In medical terms, Triage is the process of separating the people who need help right now, the ones who can wait, and the ones who can't be saved. In software development terms, those roughly correspond to the bugs that need to be fixed for release, the ones that can be deferred, and the ones that are uneconomical to support. No, don't look at me like that; I've known several organizations that saved a fair amount of time and money by first deferring minor issues in IE6, then eventually ending support for customers on that browser.

There are lots of ways to perform the process of triage, from "bug councils" to "war meetings" to letting one person sort the list. (Ken Schwaber, creator of Scrum, has a name for this person: The "single wringable neck.") My experience has been that most development teams can eventually get the bugs in some sorted order, by hook or by crook. The question is: How do you decide what to work on first: bugs or ongoing development? Beyond that, how far down that list do you need to go in order to ship the software?

If we ignore this problem, and "just" have two different lists, we are stuck on the same old cycle. Once more, invariably, pressure leads to compromise, and, over time, product quality suffers.

The first step is getting the bugs and new features on one list, called a release list. When programmers want new work, they "pull" from that list. When the list is done, the release is done.

Of course, there are other ways to structure the work. You might go down the list and, when the time runs out and the music stops, the team shifts from build mode to regression-test mode. On any but the smallest project, regression-testing yields more bugs, and you'll play the same game, this time trying to decide when to make the ship decision.

You'll notice the bug reporting steps were "Just The Facts Ma'am;" that was designed to reduce friction in the process. It is during triage that your opinion can come out; triage is the time to talk about product quality.

Becoming Quality Advocates

It's more than a little ironic that "QA" is only rarely capable of actually Assuring Quality. After all, programmers write the code, not the testers – and product owners and managers get to decide what is fixed. It is always possible that these decision makers agree on shipping a poor quality product. (For that matter, the specification might be for a poor product, but I digress.)

Yet we "QA" folks can be Quality Advocates. We can be in the Bug Council; we can be in the war meeting. We can say "fix it" and we can argue passionately for the fix.
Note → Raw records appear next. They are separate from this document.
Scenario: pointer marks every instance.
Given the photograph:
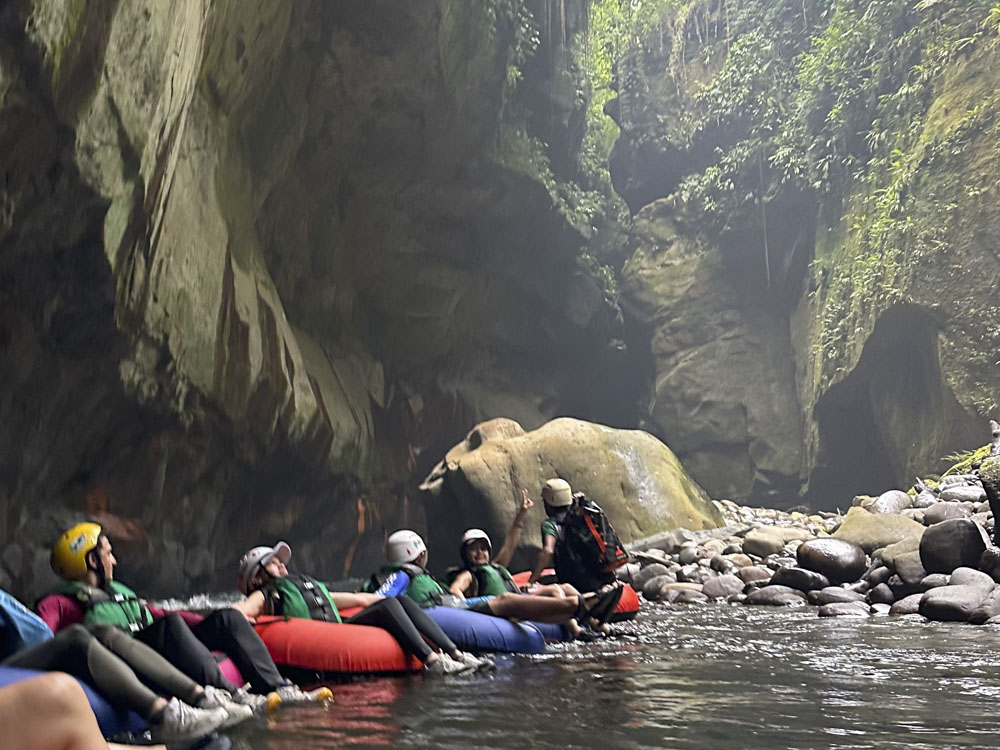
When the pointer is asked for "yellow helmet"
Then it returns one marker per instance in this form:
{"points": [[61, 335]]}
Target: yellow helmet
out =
{"points": [[69, 553]]}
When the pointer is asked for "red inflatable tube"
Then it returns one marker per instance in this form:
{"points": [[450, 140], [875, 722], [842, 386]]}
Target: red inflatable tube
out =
{"points": [[333, 648], [627, 607]]}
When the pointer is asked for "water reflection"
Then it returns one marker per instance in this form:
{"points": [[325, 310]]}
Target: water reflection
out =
{"points": [[691, 677]]}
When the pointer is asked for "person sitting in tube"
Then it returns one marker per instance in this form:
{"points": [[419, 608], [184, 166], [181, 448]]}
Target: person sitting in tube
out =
{"points": [[483, 575], [406, 573], [270, 589]]}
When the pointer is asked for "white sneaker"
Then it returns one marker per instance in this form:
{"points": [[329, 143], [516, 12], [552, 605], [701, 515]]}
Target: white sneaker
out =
{"points": [[295, 694], [256, 702], [445, 665], [219, 698], [180, 722], [476, 662]]}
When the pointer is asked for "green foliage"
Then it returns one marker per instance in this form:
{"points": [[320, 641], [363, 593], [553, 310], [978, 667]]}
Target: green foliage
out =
{"points": [[962, 461]]}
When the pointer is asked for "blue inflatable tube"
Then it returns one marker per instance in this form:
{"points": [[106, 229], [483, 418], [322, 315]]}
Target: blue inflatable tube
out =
{"points": [[472, 631], [111, 721]]}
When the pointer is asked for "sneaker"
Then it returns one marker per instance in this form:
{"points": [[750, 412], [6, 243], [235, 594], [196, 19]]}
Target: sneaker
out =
{"points": [[180, 722], [257, 703], [445, 665], [294, 694], [219, 698], [478, 663]]}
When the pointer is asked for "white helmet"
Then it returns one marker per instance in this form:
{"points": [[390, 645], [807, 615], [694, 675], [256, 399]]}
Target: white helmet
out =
{"points": [[404, 546], [254, 561], [557, 493], [472, 535]]}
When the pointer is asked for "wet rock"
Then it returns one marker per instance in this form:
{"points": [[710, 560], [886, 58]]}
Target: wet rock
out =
{"points": [[989, 563], [881, 594], [964, 493], [972, 577], [777, 596], [648, 573], [627, 572], [881, 574], [652, 588], [909, 605], [754, 574], [987, 609], [952, 544], [799, 578], [738, 559], [838, 560], [722, 587], [687, 555], [774, 562], [909, 568], [844, 609], [901, 589], [832, 594], [873, 531], [934, 580], [925, 499], [721, 565], [893, 501], [944, 511], [952, 603], [695, 574]]}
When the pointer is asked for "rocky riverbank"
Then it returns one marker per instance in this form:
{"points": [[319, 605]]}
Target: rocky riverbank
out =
{"points": [[925, 551]]}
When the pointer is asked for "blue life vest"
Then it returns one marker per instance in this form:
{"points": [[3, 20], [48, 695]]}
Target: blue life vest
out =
{"points": [[19, 627]]}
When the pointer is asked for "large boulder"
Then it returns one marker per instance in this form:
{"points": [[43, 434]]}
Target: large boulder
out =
{"points": [[952, 544], [872, 531], [635, 478], [840, 561]]}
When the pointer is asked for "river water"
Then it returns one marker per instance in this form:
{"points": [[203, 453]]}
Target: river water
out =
{"points": [[714, 676]]}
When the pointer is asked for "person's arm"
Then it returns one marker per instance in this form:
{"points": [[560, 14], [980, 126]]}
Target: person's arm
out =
{"points": [[253, 606], [59, 611], [461, 584], [544, 558], [513, 538], [396, 584], [346, 599]]}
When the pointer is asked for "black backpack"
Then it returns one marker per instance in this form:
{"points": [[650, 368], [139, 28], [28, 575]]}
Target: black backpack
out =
{"points": [[590, 539]]}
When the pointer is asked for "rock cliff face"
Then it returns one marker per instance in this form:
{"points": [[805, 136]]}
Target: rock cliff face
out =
{"points": [[809, 260], [256, 259]]}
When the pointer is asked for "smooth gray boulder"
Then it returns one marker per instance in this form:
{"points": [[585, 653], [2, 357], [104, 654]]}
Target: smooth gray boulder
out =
{"points": [[952, 544], [873, 531], [845, 609], [944, 511], [839, 560], [722, 587], [909, 605], [799, 578], [777, 596]]}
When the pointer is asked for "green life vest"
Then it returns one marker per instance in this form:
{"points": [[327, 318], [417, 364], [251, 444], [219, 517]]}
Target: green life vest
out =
{"points": [[423, 586], [115, 604], [299, 595], [493, 580]]}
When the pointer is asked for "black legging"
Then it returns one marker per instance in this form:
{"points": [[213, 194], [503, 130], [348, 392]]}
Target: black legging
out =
{"points": [[406, 622], [76, 651], [226, 630]]}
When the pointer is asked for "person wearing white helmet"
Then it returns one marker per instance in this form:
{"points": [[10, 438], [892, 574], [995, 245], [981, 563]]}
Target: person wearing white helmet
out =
{"points": [[484, 575], [560, 502], [270, 589], [406, 573]]}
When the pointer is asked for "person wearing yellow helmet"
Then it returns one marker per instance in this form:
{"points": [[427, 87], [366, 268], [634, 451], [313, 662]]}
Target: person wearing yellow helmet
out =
{"points": [[84, 558]]}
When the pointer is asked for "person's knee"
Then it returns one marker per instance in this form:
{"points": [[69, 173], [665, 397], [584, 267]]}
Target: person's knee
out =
{"points": [[76, 637]]}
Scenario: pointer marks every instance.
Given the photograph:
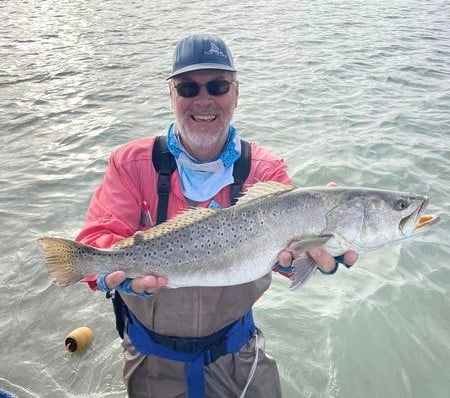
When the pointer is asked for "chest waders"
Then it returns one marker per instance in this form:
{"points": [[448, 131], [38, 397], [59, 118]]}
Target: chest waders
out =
{"points": [[196, 352]]}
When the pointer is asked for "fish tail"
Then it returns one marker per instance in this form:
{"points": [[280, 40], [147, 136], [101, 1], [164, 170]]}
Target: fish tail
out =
{"points": [[61, 260]]}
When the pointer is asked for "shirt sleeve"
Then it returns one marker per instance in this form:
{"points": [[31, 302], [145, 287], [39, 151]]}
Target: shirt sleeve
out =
{"points": [[114, 210], [112, 214]]}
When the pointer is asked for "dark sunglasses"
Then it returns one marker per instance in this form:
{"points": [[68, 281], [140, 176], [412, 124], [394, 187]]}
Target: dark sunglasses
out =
{"points": [[214, 87]]}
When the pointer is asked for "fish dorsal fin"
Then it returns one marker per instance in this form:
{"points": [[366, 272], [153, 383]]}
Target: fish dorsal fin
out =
{"points": [[182, 220], [263, 189]]}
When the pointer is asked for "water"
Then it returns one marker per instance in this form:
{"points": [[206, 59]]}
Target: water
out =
{"points": [[347, 91]]}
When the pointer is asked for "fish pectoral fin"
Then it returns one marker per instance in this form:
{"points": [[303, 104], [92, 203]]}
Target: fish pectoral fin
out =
{"points": [[304, 268]]}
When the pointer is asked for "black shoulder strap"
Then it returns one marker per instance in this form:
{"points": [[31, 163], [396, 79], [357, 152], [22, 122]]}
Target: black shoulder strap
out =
{"points": [[164, 163], [240, 171]]}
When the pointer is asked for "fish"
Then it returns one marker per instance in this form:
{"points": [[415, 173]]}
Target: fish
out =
{"points": [[239, 244]]}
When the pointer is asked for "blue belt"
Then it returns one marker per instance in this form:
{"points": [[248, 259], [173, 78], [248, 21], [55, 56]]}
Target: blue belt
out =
{"points": [[196, 351]]}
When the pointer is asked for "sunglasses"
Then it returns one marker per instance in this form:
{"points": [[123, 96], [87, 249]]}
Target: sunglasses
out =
{"points": [[213, 87]]}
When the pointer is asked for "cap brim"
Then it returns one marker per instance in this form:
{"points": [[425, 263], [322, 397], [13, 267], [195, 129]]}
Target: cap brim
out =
{"points": [[201, 66]]}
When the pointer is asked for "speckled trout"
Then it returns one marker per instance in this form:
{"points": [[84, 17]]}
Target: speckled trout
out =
{"points": [[220, 247]]}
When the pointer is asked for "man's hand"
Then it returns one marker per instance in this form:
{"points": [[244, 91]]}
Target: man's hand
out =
{"points": [[322, 258], [147, 283]]}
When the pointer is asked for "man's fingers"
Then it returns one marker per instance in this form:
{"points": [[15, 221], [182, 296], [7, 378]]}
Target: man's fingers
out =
{"points": [[325, 261], [350, 257], [114, 279], [285, 258]]}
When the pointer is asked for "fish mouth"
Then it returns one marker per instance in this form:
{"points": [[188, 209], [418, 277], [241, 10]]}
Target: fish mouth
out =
{"points": [[426, 219], [409, 223]]}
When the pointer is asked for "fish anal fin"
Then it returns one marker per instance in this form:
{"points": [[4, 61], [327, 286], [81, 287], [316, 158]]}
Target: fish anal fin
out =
{"points": [[304, 268]]}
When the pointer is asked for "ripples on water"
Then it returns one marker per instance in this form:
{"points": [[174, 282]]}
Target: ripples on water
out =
{"points": [[347, 91]]}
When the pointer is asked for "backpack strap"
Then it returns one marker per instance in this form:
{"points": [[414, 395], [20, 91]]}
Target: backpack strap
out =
{"points": [[241, 171], [164, 163]]}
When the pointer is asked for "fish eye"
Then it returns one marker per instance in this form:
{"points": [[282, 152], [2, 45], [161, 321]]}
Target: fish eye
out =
{"points": [[401, 204]]}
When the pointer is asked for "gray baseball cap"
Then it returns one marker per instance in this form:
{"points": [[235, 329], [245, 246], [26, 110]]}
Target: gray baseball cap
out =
{"points": [[197, 52]]}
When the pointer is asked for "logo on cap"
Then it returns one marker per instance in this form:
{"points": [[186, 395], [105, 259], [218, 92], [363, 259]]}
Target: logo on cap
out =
{"points": [[215, 50]]}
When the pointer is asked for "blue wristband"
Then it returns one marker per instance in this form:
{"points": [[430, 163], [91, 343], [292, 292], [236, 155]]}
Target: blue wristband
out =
{"points": [[101, 284], [123, 287]]}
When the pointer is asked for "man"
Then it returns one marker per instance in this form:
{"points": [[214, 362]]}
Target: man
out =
{"points": [[167, 330]]}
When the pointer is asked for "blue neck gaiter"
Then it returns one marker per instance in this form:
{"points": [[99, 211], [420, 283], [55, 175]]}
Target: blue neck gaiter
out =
{"points": [[202, 180]]}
One way to advocate for quality is to suggest a policy like the one I outlined above: Regressions are automatically categorized as "must fix before ship." Another policy to consider is to fix all bugs before ship; a third might be to fix new bugs as they are found, dropping all development work to do so. You might not get these policies enacted. Still, just having the discussion can have a positive effect on product quality.

You might be tempted to point out that fixing bugs (or not) is an economic decision. Shipping the night before the big trade-show or having the feature available for the Christmas rush can have great value, and it's true, and I may have to put that hat on as I advocate for the customer.

But I'm still going to advocate for the customer, and somehow, I suspect the customer would prefer that we just fix the problem.